NuGen Properties

Construction workers face reduction in purchasing power


The first sign of unrest was construction workers protesting outside a meeting of the Construction Industry Joint Council (CIJC) in London yesterday.

The GMB union said that construction workers were protesting a ‘derisory’ pay offer made by the CIJC.

CIJC is the largest agreement in the construction sector and governs the pay and conditions of around 500,000 workers (principally those in civil engineering and the biblical trades).

The union is hoping for a settlement much closer to current inflation rates than employers want to pay.

A claim was submitted by the joint trade unions in February, calling for a 10% increase as well as radical improvements to sick pay and other benefits to bring them in line with other construction agreements.   The CIJC has so far failed to make an offer that comes anywhere near GMB members pay aspirations.
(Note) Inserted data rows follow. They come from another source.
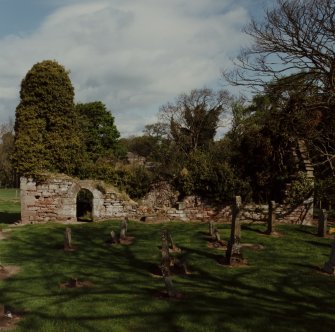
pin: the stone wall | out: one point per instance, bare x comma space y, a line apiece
55, 199
193, 208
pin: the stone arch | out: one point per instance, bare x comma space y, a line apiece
84, 205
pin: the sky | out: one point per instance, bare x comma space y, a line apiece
132, 55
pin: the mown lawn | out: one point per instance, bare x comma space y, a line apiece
281, 289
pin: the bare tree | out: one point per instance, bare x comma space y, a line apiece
294, 46
296, 36
194, 118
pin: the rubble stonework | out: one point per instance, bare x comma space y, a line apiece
55, 199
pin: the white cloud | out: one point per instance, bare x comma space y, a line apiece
133, 55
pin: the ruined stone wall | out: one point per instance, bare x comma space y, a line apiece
55, 199
193, 208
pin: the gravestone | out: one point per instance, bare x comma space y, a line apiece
234, 253
166, 258
168, 281
211, 227
329, 266
271, 218
322, 223
113, 238
217, 235
167, 238
124, 228
68, 239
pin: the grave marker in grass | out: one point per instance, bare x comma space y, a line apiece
233, 253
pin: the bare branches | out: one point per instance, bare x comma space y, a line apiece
295, 36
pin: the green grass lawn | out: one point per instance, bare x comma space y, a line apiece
281, 288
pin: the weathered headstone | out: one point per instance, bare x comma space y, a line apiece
211, 227
271, 217
217, 235
329, 266
2, 310
234, 253
68, 239
124, 228
113, 238
167, 238
168, 281
73, 282
166, 259
322, 223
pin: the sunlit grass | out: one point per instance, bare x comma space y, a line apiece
281, 288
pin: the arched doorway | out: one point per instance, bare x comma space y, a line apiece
84, 205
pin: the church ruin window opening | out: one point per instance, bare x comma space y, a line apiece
84, 205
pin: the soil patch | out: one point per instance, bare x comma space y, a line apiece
254, 246
127, 240
75, 283
9, 321
221, 245
163, 295
6, 271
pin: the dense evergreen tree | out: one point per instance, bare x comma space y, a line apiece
46, 130
100, 134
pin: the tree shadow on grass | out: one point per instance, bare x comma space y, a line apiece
9, 217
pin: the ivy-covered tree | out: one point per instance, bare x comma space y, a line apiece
101, 137
46, 130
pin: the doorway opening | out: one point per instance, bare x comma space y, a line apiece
84, 205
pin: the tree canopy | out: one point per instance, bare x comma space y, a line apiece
194, 118
46, 130
100, 135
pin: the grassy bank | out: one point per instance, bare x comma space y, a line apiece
281, 288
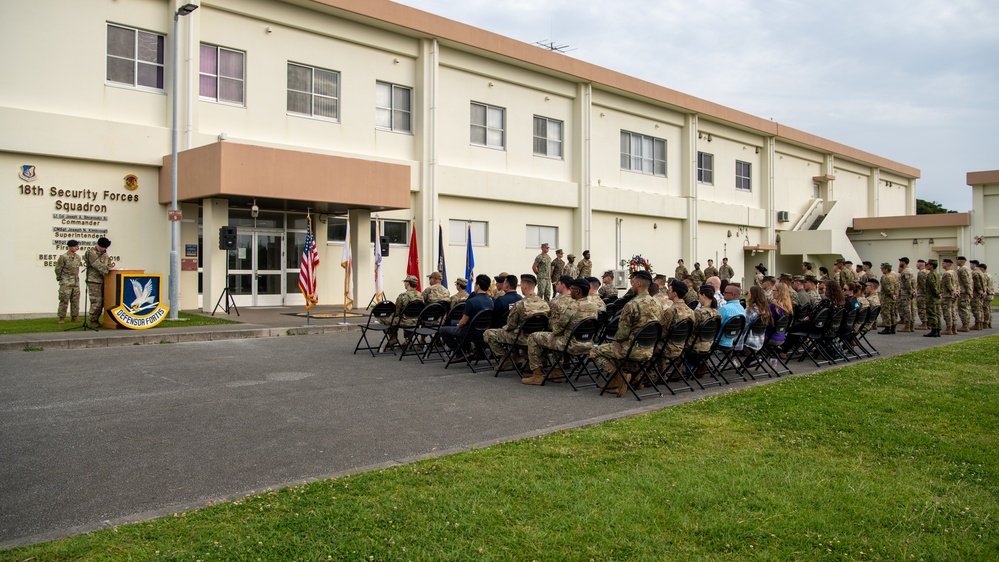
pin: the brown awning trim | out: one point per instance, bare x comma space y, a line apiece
227, 169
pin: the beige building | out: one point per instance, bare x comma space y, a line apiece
364, 109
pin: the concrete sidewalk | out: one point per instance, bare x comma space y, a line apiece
259, 322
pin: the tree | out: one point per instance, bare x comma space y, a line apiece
924, 207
The Office for National Statistics yesterday reported that the consumer prices index (CPI) rose by 9.0% in the 12 months to April 2022, up from 7.0% in March. “This is the highest CPI 12-month inflation rate in the National Statistics series, which began in January 1997. It is also the highest recorded rate in the constructed historical series, which began in January 1989,” ONS said.

GMB national officer Charlotte Childs said: “The construction industry is facing an unprecedented skills shortage. Without meaningful improvements to the CIJC agreement, which sets out the minimum rates for all grades covered by the agreement, the shortage will likely worsen. 

“The CIJC needs to show leadership in setting the appropriate rates for this highly skilled and highly motivated workforce – not this derisory offer.

“Our members are here today, ahead of pay negotiations to demonstrate the strength of feeling amongst the workforce.”

Construction’s army of self-employed workers – mostly outside collective bargaining agreements – are also seeing their purchasing power take a hammering.

Latest data from Hudson Contract, the industry’s largest payroll for self-employed subcontractors, show average weekly earnings of £893 in April 2022, up 1.7% on a year before – way below the 9% increase needed to maintain the value of pay packets.

March 2022 earnings were up 4.2% on the year and February earnings were up 7.1% on the year. Inflation (CPI) in March and February were 7% and 6.2%  respectively.